よくは仕組みも分からないけど、ヘッドフォン端子なんかにカードリーダーを挿しまくって、ドンドコいろんな場所で決済情報を音声端子のマイク入力回路などで送っちゃっても本当に大丈夫なの? 当然ながら、そんな疑問がSquareに対して生じてきますよね。

でも、どうぞご安心あれ。もしかすると、普通にクレジットカードを使うよりも安全だったりするかもしれません。現在、Squareでは、Visa、MasterCard、American Expressといったメジャーなクレジットカードのほか、デビットカードなんかにも対応してますけど、セキュリティーのスタンダードに定められている「PCI Level 1」と「PA-DSS」にダブル準拠しているほか、支払い時には必ずユーザーの顔写真がポップアップするように設定して、本当に別の人物に悪用されたりしてないかを毎回スピードチェックできるようになってもいますよ。やりますねぇ!

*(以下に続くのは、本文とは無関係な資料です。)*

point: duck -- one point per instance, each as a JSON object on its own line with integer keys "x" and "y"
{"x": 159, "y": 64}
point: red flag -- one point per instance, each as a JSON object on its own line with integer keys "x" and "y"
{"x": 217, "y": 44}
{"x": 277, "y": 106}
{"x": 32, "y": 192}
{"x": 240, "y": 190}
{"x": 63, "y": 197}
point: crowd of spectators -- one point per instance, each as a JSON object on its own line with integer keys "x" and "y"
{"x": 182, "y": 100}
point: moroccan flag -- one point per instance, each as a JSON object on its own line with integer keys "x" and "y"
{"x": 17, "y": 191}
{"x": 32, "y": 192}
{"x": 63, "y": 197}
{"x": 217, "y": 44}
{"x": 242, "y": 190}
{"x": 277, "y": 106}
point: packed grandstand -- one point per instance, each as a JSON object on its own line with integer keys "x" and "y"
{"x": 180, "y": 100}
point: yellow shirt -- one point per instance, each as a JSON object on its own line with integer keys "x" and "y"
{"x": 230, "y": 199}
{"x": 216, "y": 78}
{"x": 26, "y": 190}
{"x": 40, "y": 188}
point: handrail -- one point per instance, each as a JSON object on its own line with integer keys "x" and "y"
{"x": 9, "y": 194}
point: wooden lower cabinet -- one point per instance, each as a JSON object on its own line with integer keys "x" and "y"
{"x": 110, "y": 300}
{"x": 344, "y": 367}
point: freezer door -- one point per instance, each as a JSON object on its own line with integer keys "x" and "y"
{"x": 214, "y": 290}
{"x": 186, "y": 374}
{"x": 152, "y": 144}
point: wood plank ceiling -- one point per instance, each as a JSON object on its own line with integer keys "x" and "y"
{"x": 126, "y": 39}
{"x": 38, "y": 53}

最後になりましたが、Twitterの創設に深く関わってから、現在はSquareの最高経営責任者(CEO)となっているジャック・ドーシー氏が、こんな気になる発言もしています。

「Squareを最初に立ち上げたのは2009年2月の話でしたが、もっと当時は早期の正式サービスインを目指していました。ショッピングなどでの支払い手続きなんて、極めてシンプルでスムーズになされるものだと思ってたんです。

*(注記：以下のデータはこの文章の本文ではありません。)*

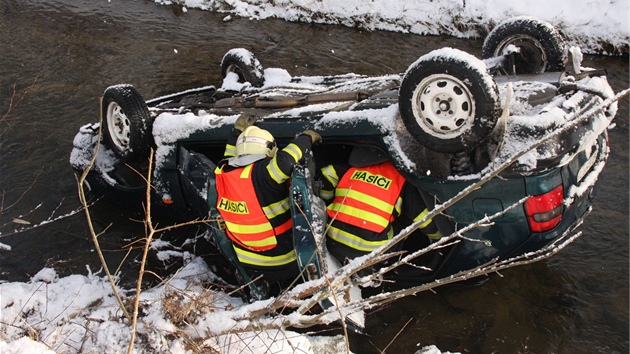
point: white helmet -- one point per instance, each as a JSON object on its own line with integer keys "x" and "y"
{"x": 254, "y": 140}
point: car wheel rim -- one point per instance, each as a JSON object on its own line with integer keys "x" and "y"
{"x": 443, "y": 106}
{"x": 531, "y": 59}
{"x": 119, "y": 126}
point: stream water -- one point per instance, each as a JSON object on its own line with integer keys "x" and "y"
{"x": 57, "y": 57}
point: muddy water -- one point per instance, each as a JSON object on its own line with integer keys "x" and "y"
{"x": 58, "y": 57}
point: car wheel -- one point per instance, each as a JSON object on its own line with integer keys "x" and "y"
{"x": 448, "y": 101}
{"x": 127, "y": 122}
{"x": 541, "y": 48}
{"x": 243, "y": 63}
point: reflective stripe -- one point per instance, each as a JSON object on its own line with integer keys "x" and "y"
{"x": 256, "y": 259}
{"x": 327, "y": 195}
{"x": 248, "y": 229}
{"x": 294, "y": 151}
{"x": 275, "y": 172}
{"x": 230, "y": 150}
{"x": 357, "y": 242}
{"x": 357, "y": 212}
{"x": 246, "y": 171}
{"x": 375, "y": 202}
{"x": 248, "y": 226}
{"x": 331, "y": 175}
{"x": 398, "y": 206}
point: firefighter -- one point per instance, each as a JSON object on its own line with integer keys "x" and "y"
{"x": 368, "y": 201}
{"x": 253, "y": 198}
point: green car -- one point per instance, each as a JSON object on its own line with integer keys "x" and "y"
{"x": 519, "y": 135}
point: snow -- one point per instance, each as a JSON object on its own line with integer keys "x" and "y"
{"x": 78, "y": 313}
{"x": 587, "y": 24}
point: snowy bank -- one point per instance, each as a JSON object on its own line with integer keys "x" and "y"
{"x": 599, "y": 26}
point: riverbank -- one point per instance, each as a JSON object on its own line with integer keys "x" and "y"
{"x": 598, "y": 27}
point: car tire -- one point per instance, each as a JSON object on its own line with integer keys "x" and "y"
{"x": 542, "y": 48}
{"x": 448, "y": 101}
{"x": 242, "y": 62}
{"x": 127, "y": 122}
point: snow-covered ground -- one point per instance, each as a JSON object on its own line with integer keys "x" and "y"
{"x": 78, "y": 313}
{"x": 598, "y": 26}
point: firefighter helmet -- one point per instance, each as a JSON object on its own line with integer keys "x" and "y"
{"x": 254, "y": 140}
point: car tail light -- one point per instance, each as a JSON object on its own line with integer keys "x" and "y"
{"x": 544, "y": 211}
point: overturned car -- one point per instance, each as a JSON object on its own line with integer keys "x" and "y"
{"x": 516, "y": 140}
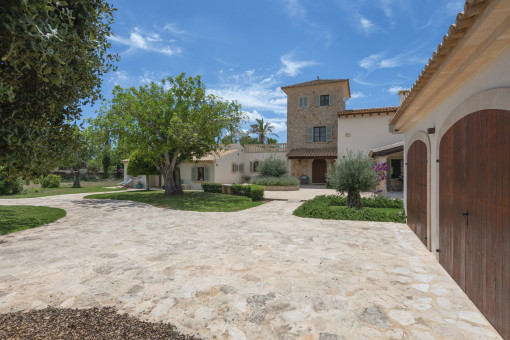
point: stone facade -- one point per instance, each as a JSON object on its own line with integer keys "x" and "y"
{"x": 299, "y": 118}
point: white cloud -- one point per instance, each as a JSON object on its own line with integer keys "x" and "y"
{"x": 377, "y": 61}
{"x": 356, "y": 95}
{"x": 395, "y": 89}
{"x": 140, "y": 40}
{"x": 295, "y": 9}
{"x": 366, "y": 25}
{"x": 173, "y": 29}
{"x": 293, "y": 67}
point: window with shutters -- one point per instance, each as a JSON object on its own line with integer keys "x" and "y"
{"x": 200, "y": 174}
{"x": 319, "y": 134}
{"x": 303, "y": 101}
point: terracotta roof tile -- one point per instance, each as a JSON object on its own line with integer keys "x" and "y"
{"x": 316, "y": 82}
{"x": 389, "y": 109}
{"x": 329, "y": 152}
{"x": 213, "y": 156}
{"x": 464, "y": 21}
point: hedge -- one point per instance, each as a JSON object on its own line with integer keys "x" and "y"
{"x": 50, "y": 181}
{"x": 334, "y": 207}
{"x": 276, "y": 181}
{"x": 212, "y": 187}
{"x": 256, "y": 192}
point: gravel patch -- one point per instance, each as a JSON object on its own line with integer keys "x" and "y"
{"x": 94, "y": 323}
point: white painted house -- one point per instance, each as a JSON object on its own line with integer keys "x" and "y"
{"x": 456, "y": 128}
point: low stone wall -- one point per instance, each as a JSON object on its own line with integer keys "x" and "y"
{"x": 281, "y": 188}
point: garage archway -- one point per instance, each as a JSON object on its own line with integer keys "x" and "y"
{"x": 474, "y": 211}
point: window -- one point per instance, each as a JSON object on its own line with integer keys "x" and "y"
{"x": 319, "y": 134}
{"x": 200, "y": 174}
{"x": 303, "y": 101}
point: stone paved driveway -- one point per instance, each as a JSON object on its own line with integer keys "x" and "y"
{"x": 256, "y": 274}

でも、実際には、いろんな複雑で面倒な手続きが経られていることを、さまざまな障害にぶつかりながら理解することになりました。とはいえ、最初にSquareが目指していた、シンプルスマート決済の実現という理念は、まったく今でも変わっていません。

新たに今回スタートした正式サービスは、まだ最初の一歩でしかないと考えています。今後も数多くの貴重な経験を積み重ねながら、どんどんとSquareは進化していきます! そして、その様子はTwitterの公式アカウントで常にアップデート報告されていきますので、ぜひ皆さまもドシドシとフィードバックを寄せて、Squareを応援していってくださいませ」

さすがはやっぱり創設時の思い入れなんかもあるでしょうから、TwitterとSquareのリンクなんかも面白そうですよね。ぜひ次は日本でもサービス展開していってほしいものです...

[Square]

matt buchanan(原文/湯木進悟)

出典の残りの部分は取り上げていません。